Relocation section '.rela.text' at offset 0x1e8 contains 2 entries:
Offset Info Type Sym. Value Sym. Name + Addend
000000000006 000800000002 R_X86_64_PC32 0000000000000004 obj1_global_int - 4
00000000000f 000800000002 R_X86_64_PC32 0000000000000004 obj1_global_int - 4
Let's look at the dissaembly of the object code (objdump -d obj1.o
):
obj1.o: file format elf64-x86-64
Disassembly of section .text:
0000000000000000 <obj1_global_int_increment_func>:
0: 55 push %rbp
1: 48 89 e5 mov %rsp,%rbp
4: 8b 05 00 00 00 00 mov 0x0(%rip),%eax # a <obj1_global_int_increment_func+0xa>
a: 83 c0 01 add $0x1,%eax
d: 89 05 00 00 00 00 mov %eax,0x0(%rip) # 13 <obj1_global_int_increment_func+0x13>
13: 90 nop
14: 5d pop %rbp
15: c3 retq
Here we can see the function moving the value of obj1_global_int into %eax, adding 0x01 to it and moving that value back into obj1_global_int. The relocations are at offset 0x06 and 0x0f. These correspond to these two instructions:
8b 05 00 00 00 00
89 05 00 00 00 00
The %rip
means "Relative Instruction Pointer" meaning we are referring to a
location in the executable memory relative to the instruction being executed.
In the dissembly above the relative position is 0x0, which is obviously not
going to work.
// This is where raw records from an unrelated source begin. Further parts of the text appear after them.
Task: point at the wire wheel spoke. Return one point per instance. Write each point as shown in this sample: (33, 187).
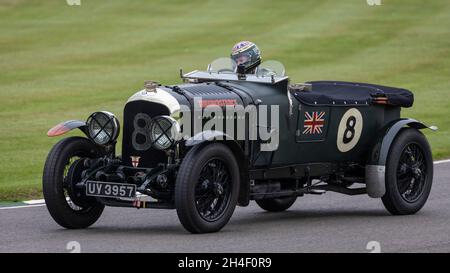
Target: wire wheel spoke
(411, 173)
(212, 192)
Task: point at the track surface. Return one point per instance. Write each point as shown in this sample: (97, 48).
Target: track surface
(327, 223)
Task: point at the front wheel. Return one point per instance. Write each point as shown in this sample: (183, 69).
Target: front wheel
(69, 206)
(207, 188)
(409, 173)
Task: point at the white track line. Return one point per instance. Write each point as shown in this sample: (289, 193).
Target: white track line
(22, 207)
(41, 202)
(35, 202)
(441, 162)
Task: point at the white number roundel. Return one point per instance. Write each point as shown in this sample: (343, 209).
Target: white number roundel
(349, 130)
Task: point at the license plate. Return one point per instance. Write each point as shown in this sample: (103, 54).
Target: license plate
(108, 189)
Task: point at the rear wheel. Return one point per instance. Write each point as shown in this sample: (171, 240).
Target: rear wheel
(409, 173)
(207, 188)
(276, 204)
(69, 206)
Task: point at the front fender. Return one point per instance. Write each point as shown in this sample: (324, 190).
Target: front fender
(67, 126)
(376, 167)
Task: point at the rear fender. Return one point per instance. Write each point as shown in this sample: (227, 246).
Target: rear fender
(376, 167)
(67, 126)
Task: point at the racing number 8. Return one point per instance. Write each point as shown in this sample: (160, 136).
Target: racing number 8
(349, 132)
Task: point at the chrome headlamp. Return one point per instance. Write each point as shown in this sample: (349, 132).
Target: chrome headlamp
(103, 127)
(164, 132)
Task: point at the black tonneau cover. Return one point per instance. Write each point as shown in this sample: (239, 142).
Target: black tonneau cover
(350, 93)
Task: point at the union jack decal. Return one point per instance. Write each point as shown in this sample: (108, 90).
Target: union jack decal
(314, 122)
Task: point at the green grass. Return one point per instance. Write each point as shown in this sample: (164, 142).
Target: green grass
(61, 62)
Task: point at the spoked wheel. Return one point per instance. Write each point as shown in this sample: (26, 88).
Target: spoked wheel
(409, 173)
(68, 205)
(213, 190)
(207, 188)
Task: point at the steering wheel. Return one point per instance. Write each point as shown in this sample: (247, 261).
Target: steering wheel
(225, 70)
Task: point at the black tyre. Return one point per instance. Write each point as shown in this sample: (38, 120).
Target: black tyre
(409, 173)
(68, 206)
(207, 188)
(276, 204)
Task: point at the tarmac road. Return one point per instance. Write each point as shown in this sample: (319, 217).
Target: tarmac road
(326, 223)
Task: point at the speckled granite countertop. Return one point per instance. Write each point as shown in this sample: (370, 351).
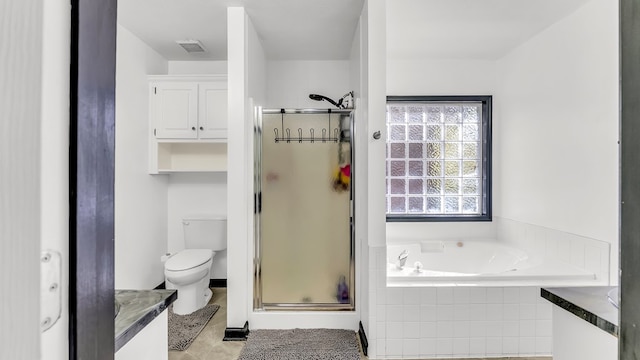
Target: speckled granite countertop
(137, 309)
(587, 303)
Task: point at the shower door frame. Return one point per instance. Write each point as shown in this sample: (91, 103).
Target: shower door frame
(258, 304)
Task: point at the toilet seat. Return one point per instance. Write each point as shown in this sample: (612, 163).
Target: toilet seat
(188, 259)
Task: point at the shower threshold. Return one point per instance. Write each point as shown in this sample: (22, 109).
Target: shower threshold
(307, 307)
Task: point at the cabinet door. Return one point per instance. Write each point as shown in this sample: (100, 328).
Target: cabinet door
(174, 110)
(213, 110)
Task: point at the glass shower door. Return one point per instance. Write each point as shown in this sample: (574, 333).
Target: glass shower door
(305, 253)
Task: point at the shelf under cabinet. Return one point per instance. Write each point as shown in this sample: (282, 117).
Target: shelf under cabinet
(190, 157)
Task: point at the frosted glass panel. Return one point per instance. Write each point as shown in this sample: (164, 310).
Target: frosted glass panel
(305, 236)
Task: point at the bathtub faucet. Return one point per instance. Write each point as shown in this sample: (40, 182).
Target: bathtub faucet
(402, 259)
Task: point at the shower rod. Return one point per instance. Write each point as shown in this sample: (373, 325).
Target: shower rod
(311, 138)
(307, 111)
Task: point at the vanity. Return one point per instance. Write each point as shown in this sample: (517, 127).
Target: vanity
(141, 324)
(585, 322)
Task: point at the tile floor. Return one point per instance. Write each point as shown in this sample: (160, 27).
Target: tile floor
(209, 345)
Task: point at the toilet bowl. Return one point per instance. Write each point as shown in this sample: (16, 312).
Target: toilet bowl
(189, 270)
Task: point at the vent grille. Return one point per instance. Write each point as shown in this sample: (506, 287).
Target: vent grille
(191, 46)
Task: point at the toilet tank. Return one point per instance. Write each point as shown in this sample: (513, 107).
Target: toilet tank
(205, 232)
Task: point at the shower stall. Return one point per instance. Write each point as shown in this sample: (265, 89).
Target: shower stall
(304, 231)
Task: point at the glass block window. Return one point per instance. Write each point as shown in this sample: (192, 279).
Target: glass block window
(438, 158)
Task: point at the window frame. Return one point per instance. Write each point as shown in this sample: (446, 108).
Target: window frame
(487, 154)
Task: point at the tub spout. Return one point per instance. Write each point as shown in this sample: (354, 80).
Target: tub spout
(402, 259)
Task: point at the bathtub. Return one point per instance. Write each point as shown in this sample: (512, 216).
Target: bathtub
(480, 262)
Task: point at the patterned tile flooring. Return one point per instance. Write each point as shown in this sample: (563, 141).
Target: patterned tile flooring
(209, 345)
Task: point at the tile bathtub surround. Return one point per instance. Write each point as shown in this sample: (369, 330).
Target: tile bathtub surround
(586, 253)
(454, 322)
(137, 309)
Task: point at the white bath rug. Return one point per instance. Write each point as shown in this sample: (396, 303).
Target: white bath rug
(183, 329)
(297, 344)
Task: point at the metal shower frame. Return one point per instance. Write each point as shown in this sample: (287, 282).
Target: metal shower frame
(258, 304)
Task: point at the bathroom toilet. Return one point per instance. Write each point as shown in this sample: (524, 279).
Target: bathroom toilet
(188, 271)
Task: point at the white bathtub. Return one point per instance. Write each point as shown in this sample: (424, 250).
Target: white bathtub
(479, 262)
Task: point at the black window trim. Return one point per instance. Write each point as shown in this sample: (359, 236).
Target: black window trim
(486, 159)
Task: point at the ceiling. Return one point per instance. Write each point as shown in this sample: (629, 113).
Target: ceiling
(467, 29)
(323, 29)
(289, 29)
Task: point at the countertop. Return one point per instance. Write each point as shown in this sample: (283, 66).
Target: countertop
(587, 303)
(137, 309)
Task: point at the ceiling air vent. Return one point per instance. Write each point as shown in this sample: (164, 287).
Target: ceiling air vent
(191, 45)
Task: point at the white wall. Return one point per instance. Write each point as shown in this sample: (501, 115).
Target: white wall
(440, 77)
(20, 203)
(55, 161)
(197, 67)
(556, 130)
(246, 59)
(140, 198)
(289, 83)
(196, 194)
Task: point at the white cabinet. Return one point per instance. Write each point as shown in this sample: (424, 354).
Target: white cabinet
(188, 123)
(212, 108)
(188, 107)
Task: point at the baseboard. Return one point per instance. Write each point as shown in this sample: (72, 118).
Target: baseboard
(212, 283)
(218, 283)
(236, 334)
(363, 340)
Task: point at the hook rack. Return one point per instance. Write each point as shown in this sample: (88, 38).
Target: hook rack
(286, 133)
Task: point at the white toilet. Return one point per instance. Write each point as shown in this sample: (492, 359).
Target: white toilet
(188, 271)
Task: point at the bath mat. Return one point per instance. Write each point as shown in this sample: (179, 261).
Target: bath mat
(297, 344)
(184, 328)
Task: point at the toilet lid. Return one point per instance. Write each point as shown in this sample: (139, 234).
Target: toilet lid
(188, 259)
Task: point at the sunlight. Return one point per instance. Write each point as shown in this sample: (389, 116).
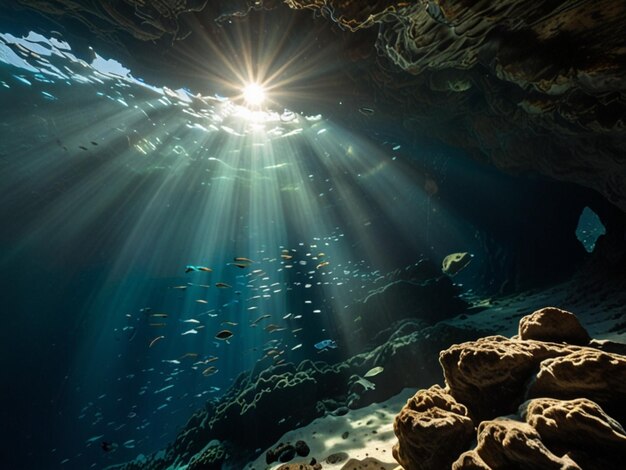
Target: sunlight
(254, 94)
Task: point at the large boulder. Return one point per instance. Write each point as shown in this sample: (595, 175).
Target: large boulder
(555, 325)
(589, 373)
(576, 420)
(505, 443)
(432, 429)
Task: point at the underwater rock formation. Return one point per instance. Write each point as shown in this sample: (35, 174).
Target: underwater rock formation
(260, 407)
(553, 324)
(528, 87)
(429, 418)
(419, 291)
(575, 421)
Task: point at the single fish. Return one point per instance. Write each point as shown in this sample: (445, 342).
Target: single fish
(155, 340)
(272, 327)
(366, 384)
(326, 344)
(209, 371)
(224, 335)
(190, 268)
(262, 317)
(374, 371)
(455, 262)
(188, 355)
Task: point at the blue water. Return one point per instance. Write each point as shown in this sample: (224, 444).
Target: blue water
(110, 187)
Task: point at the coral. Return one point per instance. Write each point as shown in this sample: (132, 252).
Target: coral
(553, 324)
(589, 373)
(489, 374)
(580, 422)
(505, 443)
(575, 422)
(430, 418)
(249, 413)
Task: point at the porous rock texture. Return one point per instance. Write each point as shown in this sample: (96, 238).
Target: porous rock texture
(553, 324)
(505, 443)
(575, 420)
(261, 406)
(432, 413)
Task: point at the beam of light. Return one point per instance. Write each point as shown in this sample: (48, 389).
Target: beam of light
(254, 94)
(140, 181)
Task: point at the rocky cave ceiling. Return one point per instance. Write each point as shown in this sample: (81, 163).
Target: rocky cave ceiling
(535, 87)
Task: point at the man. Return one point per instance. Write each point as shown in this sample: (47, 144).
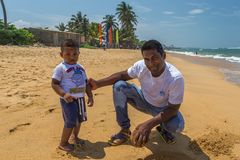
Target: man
(161, 94)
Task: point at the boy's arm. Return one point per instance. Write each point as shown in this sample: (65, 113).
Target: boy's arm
(56, 87)
(90, 95)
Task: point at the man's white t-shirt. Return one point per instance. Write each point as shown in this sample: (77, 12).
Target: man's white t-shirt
(159, 91)
(72, 78)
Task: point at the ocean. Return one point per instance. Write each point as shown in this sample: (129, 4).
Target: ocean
(229, 56)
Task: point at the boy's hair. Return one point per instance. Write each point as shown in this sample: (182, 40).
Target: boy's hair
(153, 44)
(69, 43)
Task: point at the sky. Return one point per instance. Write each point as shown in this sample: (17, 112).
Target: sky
(182, 23)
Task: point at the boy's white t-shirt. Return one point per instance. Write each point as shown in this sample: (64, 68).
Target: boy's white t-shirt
(159, 91)
(72, 78)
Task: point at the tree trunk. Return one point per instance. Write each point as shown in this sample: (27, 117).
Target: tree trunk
(4, 14)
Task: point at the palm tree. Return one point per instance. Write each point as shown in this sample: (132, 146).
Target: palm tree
(109, 20)
(61, 27)
(126, 16)
(76, 22)
(4, 14)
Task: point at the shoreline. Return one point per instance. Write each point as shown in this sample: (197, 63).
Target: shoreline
(230, 70)
(28, 106)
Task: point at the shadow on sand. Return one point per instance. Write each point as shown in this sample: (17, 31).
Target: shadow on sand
(90, 150)
(183, 149)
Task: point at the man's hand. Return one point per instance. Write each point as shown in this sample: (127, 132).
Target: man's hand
(140, 135)
(93, 83)
(68, 98)
(90, 101)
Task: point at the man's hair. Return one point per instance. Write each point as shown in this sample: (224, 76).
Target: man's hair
(69, 43)
(153, 44)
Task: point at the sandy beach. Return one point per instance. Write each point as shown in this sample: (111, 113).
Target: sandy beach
(31, 120)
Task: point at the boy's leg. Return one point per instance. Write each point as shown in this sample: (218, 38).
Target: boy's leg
(76, 131)
(69, 111)
(75, 138)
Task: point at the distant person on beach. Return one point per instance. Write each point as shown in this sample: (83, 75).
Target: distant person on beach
(160, 95)
(104, 45)
(69, 81)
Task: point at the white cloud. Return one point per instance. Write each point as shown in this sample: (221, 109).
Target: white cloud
(168, 12)
(96, 18)
(24, 24)
(140, 8)
(196, 11)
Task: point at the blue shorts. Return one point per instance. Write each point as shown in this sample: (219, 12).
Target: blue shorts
(73, 112)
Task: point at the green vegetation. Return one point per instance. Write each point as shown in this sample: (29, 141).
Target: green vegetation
(12, 35)
(126, 17)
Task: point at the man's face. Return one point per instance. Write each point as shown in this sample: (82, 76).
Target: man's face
(154, 61)
(70, 55)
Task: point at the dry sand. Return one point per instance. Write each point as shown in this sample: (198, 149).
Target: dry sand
(31, 121)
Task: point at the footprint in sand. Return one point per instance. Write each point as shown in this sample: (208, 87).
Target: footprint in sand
(96, 94)
(216, 142)
(18, 126)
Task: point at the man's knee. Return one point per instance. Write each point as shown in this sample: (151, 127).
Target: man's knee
(119, 85)
(176, 124)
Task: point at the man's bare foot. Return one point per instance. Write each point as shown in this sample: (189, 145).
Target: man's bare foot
(78, 141)
(68, 147)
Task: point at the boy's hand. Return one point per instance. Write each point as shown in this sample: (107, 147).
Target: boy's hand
(90, 101)
(93, 83)
(68, 98)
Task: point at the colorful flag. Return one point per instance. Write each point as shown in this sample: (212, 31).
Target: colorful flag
(117, 40)
(110, 35)
(100, 33)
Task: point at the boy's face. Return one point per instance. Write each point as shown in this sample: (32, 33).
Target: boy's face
(70, 55)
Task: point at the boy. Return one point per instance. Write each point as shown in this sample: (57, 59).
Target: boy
(69, 81)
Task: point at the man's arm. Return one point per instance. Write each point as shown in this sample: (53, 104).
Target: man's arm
(90, 95)
(123, 75)
(56, 87)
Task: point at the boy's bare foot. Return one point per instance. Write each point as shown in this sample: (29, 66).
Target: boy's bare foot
(68, 147)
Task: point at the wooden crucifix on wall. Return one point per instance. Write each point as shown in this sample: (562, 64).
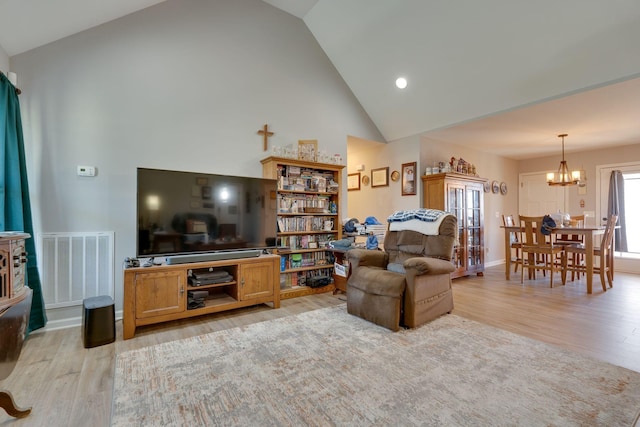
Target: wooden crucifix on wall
(265, 134)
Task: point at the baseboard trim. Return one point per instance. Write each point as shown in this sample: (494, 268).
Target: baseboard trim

Hence relocations are going to change that when the object is
linked into the executable. Lets see what it looks like when linked into a
binary:
#include "obj1.h"
int main(int argc, char** argv) {
obj1_global_int_increment();
return 0;
}
And compiled (gcc -o main obj1.o main.c
). Now lets dissasemble the executable
and find the part containing the included obj1.o (objdump -d main
):
0000000000000660 <obj1_global_int_increment_func>:
660: 55 push %rbp
661: 48 89 e5 mov %rsp,%rbp
664: 8b 05 c2 09 20 00 mov 0x2009c2(%rip),%eax # 20102c <obj1_global_int>
66a: 83 c0 01 add $0x1,%eax
66d: 89 05 b9 09 20 00 mov %eax,0x2009b9(%rip) # 20102c <obj1_global_int>
673: 90 nop
674: 5d pop %rbp
675: c3 retq
First we can see that the object code has a different address in the program memory space (0x660 to 0x675, rather than 0x0 to 0x15). If we look at the two instructions we observed before we can see the relocations have been made so the two previous instructions are now:
8b 05 c2 09 20 00
89 05 b9 09 20 00
The program linker has determined where the new location of %rip for each
instruction is and transformed that into an address relative to the instruction
pointer. I believe the reason why the offset looks big is that it's a twos
compliment negative offset (the address of obj1_global_int
is less than the
object code) but I was unable to confirm that.